There are other shops which will offer similar deals, even on vintage champagne. PJ Wines and Liquors sells a 1989 Lafitte for $70. Having recently tasted this wine at a lunch at Keene’s Chophouse, the value is nearly as incredible as the scarcity of the wine. For all other vintage champagne, one must pay through the nose, that’s if you can even find it.

May 2009 bring you prosperity, health and love.

Happy New Year.

On the UWS Foodie Trail

As a New Yorker, born and raised in the Upper West Side, it is natural to take of notice of subtle shifts of culinary development. A raise in the quality of food and service has generally not been well received by West Siders, simply because fickle wallets and a tradition of take-out have usually taken precedence. With a well chronicled fiscal crisis and economic slowdown, I find it curious that several new establishments are seeking to change the dining culture uptown for the long haul.

The formula for a successful restaurant in the Upper West Side has always been tied to its affordability and take-out reliability. Keep it cheap, and make sure you can order it from home. Just look at Pio Pio Salon, a Peruvian chicken shop that is above average at best, but does sterling business because it plays by the rules. Keep it cheap and portable. Saigon Grill sits atop the mountain in this philosophy, followed by Flor de Mayo, Malecon, and the thirty or so odd fusion Asian places that have sprouted over the last three years. Top chefs and restaurateurs get nose bleeds when they think of opening uptown. Just ask Aix, the now defunct, transformed Bloomingdale Road, who may suffer the same fate.

Tom Valenti, on the other hand, has been the beacon and the exception to the rule. And while he has held down the fort, trailing is Danny Meyer, not with three star cuisine, but with a new and improved Shake Shack. Little Mermaid rears its finny tail. Throw in an uptown Fatty Crab and the recently opened West Branch to boot. Kefi has moved to an easy to find location (84th and Columbus).
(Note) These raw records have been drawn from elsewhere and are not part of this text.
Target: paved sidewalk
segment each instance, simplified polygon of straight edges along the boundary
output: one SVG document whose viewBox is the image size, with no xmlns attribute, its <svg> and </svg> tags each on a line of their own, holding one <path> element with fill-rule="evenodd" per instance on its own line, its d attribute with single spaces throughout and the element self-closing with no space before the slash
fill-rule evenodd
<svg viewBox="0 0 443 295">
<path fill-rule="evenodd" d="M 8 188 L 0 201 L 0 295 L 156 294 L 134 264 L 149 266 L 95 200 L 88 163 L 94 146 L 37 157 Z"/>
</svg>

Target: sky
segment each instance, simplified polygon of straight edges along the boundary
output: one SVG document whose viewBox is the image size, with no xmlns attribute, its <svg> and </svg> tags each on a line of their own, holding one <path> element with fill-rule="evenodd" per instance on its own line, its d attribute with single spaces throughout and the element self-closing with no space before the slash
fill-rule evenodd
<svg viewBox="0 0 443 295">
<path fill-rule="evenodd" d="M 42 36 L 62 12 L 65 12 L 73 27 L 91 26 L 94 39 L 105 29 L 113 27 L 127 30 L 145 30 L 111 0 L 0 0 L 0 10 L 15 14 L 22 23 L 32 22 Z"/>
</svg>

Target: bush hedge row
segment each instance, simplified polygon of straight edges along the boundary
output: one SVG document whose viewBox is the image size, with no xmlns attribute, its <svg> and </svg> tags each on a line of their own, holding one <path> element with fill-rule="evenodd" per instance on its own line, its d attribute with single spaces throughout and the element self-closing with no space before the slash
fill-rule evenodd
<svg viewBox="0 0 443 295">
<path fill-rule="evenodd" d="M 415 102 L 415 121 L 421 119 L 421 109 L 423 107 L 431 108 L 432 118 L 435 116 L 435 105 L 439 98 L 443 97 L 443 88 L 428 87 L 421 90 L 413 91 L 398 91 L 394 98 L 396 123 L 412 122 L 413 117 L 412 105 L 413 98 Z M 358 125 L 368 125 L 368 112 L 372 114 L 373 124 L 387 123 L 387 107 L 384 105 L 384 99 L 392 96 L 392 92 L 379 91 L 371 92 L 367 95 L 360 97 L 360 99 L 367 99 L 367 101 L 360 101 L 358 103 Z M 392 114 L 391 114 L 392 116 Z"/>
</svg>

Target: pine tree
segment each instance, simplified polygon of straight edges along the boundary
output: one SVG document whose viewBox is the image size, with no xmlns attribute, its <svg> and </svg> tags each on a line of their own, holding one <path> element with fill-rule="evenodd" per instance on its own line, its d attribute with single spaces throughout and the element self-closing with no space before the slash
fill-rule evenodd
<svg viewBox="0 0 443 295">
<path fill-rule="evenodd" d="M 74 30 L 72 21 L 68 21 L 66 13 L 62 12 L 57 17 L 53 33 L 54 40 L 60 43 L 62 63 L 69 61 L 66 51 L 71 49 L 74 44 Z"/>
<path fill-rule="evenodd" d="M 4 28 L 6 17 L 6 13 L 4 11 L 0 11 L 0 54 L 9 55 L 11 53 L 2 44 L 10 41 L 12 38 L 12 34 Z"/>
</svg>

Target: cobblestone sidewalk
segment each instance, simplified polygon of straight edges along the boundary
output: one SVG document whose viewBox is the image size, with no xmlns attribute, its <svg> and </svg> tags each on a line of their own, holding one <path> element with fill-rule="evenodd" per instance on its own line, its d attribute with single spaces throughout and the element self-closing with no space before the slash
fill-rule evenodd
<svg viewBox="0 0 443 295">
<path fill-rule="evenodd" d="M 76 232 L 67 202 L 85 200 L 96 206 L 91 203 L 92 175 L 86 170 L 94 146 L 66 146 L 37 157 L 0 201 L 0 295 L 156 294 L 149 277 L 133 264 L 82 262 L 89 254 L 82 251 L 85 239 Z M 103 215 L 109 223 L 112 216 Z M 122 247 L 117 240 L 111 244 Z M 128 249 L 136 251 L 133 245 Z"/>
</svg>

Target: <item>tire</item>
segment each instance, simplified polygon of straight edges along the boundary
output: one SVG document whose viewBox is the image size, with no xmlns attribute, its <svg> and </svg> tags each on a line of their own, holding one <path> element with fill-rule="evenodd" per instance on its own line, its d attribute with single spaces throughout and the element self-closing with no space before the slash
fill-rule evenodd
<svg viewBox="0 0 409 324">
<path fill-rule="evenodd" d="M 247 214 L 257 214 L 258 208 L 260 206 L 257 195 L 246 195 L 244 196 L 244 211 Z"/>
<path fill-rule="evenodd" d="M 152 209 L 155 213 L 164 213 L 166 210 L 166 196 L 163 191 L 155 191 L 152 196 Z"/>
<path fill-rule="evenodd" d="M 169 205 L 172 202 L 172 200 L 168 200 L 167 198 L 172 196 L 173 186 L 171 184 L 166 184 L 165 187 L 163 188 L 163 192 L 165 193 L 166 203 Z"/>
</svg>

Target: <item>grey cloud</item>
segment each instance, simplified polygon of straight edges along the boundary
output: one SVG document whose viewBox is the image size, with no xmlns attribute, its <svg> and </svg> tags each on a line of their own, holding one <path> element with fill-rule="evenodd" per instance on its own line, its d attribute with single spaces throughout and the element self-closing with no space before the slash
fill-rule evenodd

Dovetail and Eighty One havemade waves. And wine bars are sprouting every ten blocks – Vai, Bin 71, Wine and Roses, Buceo 95, Barcibo, and Cava (set to open) just to name a few.

Sports bars may soon be in danger all over Columbus Avenue. Foodies are demanding more. Just under the 72nd street line are Bar Boulud, Telepan, and Picholine – all top dining choices. Despite the economy, all indicators point to a push further uptown. Even in the Columbia U. area, Community Food and Drink is trying to change the expectations for the university palate. Finally there is a place for Belgian ales. Just pop in to B. Cafe which serves Belgian product proper, with some nice frites too.

Perhaps no more important presence is made than that of the Shake Shack. In a neighborhood ravaged by Starbuck’s, Duane Reade/Rite Aid, banks and fast food junk, the old family run joints have become a distant pleasure of the past. But if people can change the way they think about fast food ala Shake Shack, Pinch S’Mac and Dean’s, then we can perhaps rid ourselves of McDonald’s, KFC and bad pizza once and for all.

What’s left in the movement is to bring real coffee here. The East Village demands it with great shops such as Ninth St. Espresso and Café Abraco. The same thing can happen uptown. Jacques Torres is chocolate crafting. Grom is gelato delivering. Our choices for hot chocolate have improved as a result. Some barista needs to step up.

We could use a few more taco trucks, and some competitive Middle Eastern pushcarts too. Maybe a Payard or Bouley Bakery…a foodie can dream, can’t he?